What is Databricks at a high level?
A unified analytics and data engineering platform built around Apache Spark that provides managed compute, collaborative notebooks, and a lakehouse-style data architecture.
How does Databricks relate to Apache Spark?
Databricks is built by the creators of Spark and provides a managed, optimized Spark runtime along with additional services and tooling.
Where does Databricks typically sit in a modern data platform?
As the primary compute and transformation layer on top of cloud object storage, supporting ETL, batch, streaming, analytics, and ML.
What is the ‘lakehouse’ concept associated with Databricks?
A data architecture that combines the flexibility of data lakes with the reliability and performance of data warehouses using a single storage layer and table format like Delta Lake.
What are the three core concerns Databricks tries to unify?
Data engineering, data science/ML, and analytics/BI on a shared platform and storage layer.
Why is Databricks often used alongside cloud data warehouses like Snowflake or Redshift?
Databricks excels at heavy ETL, Spark-based processing, and ML, while warehouses often remain the primary SQL-serving and BI semantic layer.
What is the primary storage layer underlying Databricks workloads?
Cloud object storage (e.g., S3, ADLS, GCS) accessed via the Databricks File System (DBFS) and table formats like Delta Lake.
What is DBFS conceptually?
An abstraction that presents object storage (and some local storage) in a file system-like interface for Databricks clusters and notebooks.
Why is it important to understand that DBFS ultimately sits on object storage?
Because it affects performance characteristics, file immutability, partitioning strategies, and cost patterns familiar from data lakes.
What is a Databricks workspace?
A logical environment that organizes notebooks, clusters, jobs, repos, and permissions for a team or project.
What is a Databricks cluster at a high level?
A set of compute resources (driver and workers) managed by Databricks, used to run Spark jobs, notebooks, and SQL queries.
What is an all-purpose cluster?
A cluster intended for interactive use, such as notebooks and ad hoc development, often shared by multiple users.
What is a job cluster?
A cluster that is created for a specific job or workflow run and typically terminates when the job completes, providing isolation and cost control.

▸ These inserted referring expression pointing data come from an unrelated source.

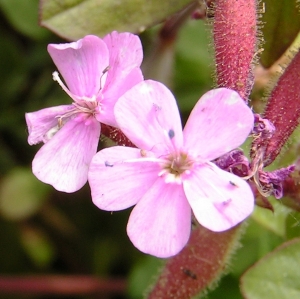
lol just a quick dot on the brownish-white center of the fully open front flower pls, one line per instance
(175, 166)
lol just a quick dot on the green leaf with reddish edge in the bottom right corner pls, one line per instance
(275, 276)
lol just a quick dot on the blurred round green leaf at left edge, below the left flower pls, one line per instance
(21, 194)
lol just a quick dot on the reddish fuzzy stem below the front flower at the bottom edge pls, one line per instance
(198, 266)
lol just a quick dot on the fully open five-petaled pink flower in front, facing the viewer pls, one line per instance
(171, 173)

Why is the distinction between all-purpose and job clusters important?
It affects cost, reproducibility, isolation, and how you design dev vs production workflows.

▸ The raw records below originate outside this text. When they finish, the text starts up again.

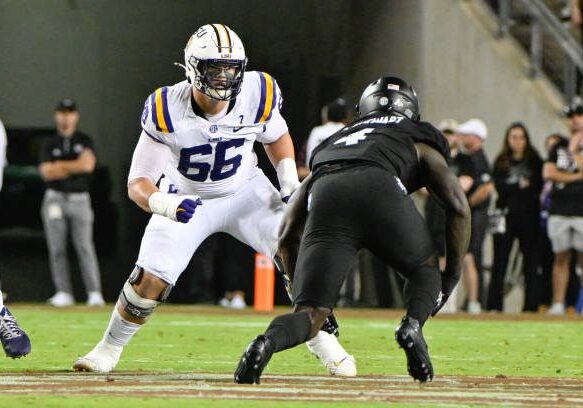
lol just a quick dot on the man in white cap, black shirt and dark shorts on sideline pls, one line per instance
(473, 133)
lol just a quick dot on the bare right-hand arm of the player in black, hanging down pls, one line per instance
(446, 188)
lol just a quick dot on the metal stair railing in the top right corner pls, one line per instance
(543, 20)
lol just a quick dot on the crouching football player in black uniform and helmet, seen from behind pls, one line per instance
(357, 197)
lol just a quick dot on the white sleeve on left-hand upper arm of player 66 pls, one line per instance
(149, 159)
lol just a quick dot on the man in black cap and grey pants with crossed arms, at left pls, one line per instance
(67, 160)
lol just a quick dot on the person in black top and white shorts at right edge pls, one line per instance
(565, 225)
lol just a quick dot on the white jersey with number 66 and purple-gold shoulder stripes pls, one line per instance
(214, 158)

What is a notebook in Databricks?
An interactive environment for writing code (e.g., Python, SQL, Scala), running commands, and visualizing results, tied to a cluster.
Why are notebooks popular for data engineering and ML work?
They support iterative exploration, visualization, and collaboration, while still allowing scheduling and productionization via jobs.
What are Databricks Jobs?
Managed workflows that schedule and run notebooks, JARs, Python scripts, or multi-task DAGs on clusters, with retry and monitoring support.
How do Databricks Jobs relate to external orchestrators like Airflow or Step Functions?
Jobs can be orchestrated by Databricks itself or triggered and managed from external orchestrators in larger workflows.
What is a Databricks SQL warehouse (formerly SQL endpoint)?
A compute resource optimized for SQL workloads, allowing BI tools and users to run SQL queries against Delta tables via JDBC/ODBC.
Why is Databricks SQL relevant for analytics teams?
It provides a warehouse-like experience on top of the lakehouse, enabling dashboards and ad hoc SQL using familiar BI tools.
What is Delta Lake in the Databricks ecosystem?
An open table storage format that brings ACID transactions, schema evolution, and time travel to data stored on object storage.
How does Delta Lake support the lakehouse idea?
By adding transactional semantics, reliability, and performance optimizations on top of raw data lake storage, allowing warehouse-like tables.
What is the conceptual difference between a ‘bronze/silver/gold’ medallion architecture on Databricks?
Bronze holds raw ingested data, silver holds cleaned and standardized data, and gold holds curated, business-ready tables and aggregates.
Why is the medallion architecture popular on Databricks?
It aligns well with Delta tables, Spark pipelines, and lakehouse principles, and makes lineage and quality boundaries explicit.